Im Januar traf sich unser Literaturkreis. Wir sprachen über unsere Lieblingsbücher, schlemmten und verliehen nach eingehender Diskussion schließlich den Preis “Funky Buch des Jahres 2019“. Dies ist der Sieger – vorgestellt von einem lieben Mitglied unserer Jury, nämlich von Susanne Hunke!

Man nimmt dieses Buch in die Hand und weiß nach dem ersten Absatz, dass man es sofort zu Ende lesen muss. Kein Satz ist zu viel, keiner zu wenig. Das Buch hat nur 88 Seiten, aber man kann es dreimal lesen und ist immer noch begeistert.

Es beginnt mit dem Tod der Mutter am 07.04.1986 im Altersheim. Schon der erste Satz erinnert an Camus´ “Der Fremde“. Zwei Wochen danach beginnt Annie Ernaux mit diesem einfühlsamen Buch. Es ist eine bleibende Erinnerung an eine große Frau, es ist eine komplizierte Mutter-Tochter-Beziehung, es ist eine Biographie in Romanform, es ist große Literatur, Soziologie und Geschichtsschreibung in einem.
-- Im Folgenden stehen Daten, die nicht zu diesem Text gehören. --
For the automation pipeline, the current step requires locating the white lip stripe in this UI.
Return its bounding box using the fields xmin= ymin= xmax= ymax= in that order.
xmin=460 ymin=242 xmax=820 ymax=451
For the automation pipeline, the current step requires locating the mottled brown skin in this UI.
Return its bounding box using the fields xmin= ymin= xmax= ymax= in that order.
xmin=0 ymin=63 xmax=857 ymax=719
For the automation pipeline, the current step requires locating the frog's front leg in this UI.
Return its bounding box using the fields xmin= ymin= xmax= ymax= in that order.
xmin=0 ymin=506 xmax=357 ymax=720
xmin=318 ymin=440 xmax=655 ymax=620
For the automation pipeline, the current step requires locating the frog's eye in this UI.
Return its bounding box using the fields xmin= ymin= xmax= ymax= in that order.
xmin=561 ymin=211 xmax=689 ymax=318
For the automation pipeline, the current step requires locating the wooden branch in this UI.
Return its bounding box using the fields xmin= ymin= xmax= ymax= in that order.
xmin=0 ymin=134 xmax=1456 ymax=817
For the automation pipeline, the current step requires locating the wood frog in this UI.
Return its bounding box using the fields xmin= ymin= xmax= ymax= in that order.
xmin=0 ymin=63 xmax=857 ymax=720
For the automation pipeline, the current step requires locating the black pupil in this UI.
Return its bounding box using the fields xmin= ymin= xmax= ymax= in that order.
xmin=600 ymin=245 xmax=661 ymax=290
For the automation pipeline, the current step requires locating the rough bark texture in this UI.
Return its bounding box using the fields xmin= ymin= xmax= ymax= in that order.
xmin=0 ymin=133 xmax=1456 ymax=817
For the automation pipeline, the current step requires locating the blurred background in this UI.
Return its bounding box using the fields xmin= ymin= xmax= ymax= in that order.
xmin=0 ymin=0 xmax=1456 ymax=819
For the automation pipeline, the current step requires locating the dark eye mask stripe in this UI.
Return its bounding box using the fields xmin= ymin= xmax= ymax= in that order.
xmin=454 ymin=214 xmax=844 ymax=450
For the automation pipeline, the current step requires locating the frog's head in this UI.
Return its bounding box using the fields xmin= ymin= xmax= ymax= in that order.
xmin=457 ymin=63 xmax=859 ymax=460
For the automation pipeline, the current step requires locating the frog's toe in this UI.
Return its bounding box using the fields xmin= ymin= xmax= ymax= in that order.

Die Autorin beschreibt das Leben ihrer Mutter, einer einfachen Frau aus Arbeiterverhältnissen. Später hatte sie einen kleinen Laden, der gleichzeitig Küche und Wohnzimmer war. Sie bekam eine Tochter, die im Alter von sechs Jahren an Diphterie gestorben ist. Einige Jahre danach wurde ihr wieder eine Tochter geboren (die spätere Autorin Annie Ernaux). Mehr Kinder durften es nicht sein, denn nur einem konnte man nach ihrer Ansicht eine Zukunft in besseren Kreisen bieten. Ihre vier Geschwister sind verbittert, von Alkohol und Armut gekennzeichnet, schon früh gestorben. Ein Leben lang kämpfte sie darum, ihren sozialen Status zu verbessern, doch erst der Tochter gelingt das. Damit entsteht eine Distanz zwischen der Tochter und der Mutter. Erst mit der Krankheit (Alzheimer) gibt es eine Wiederannäherung der beiden. Je hilfloser die Mutter wurde, umso mehr wuchs die Liebe zu ihr.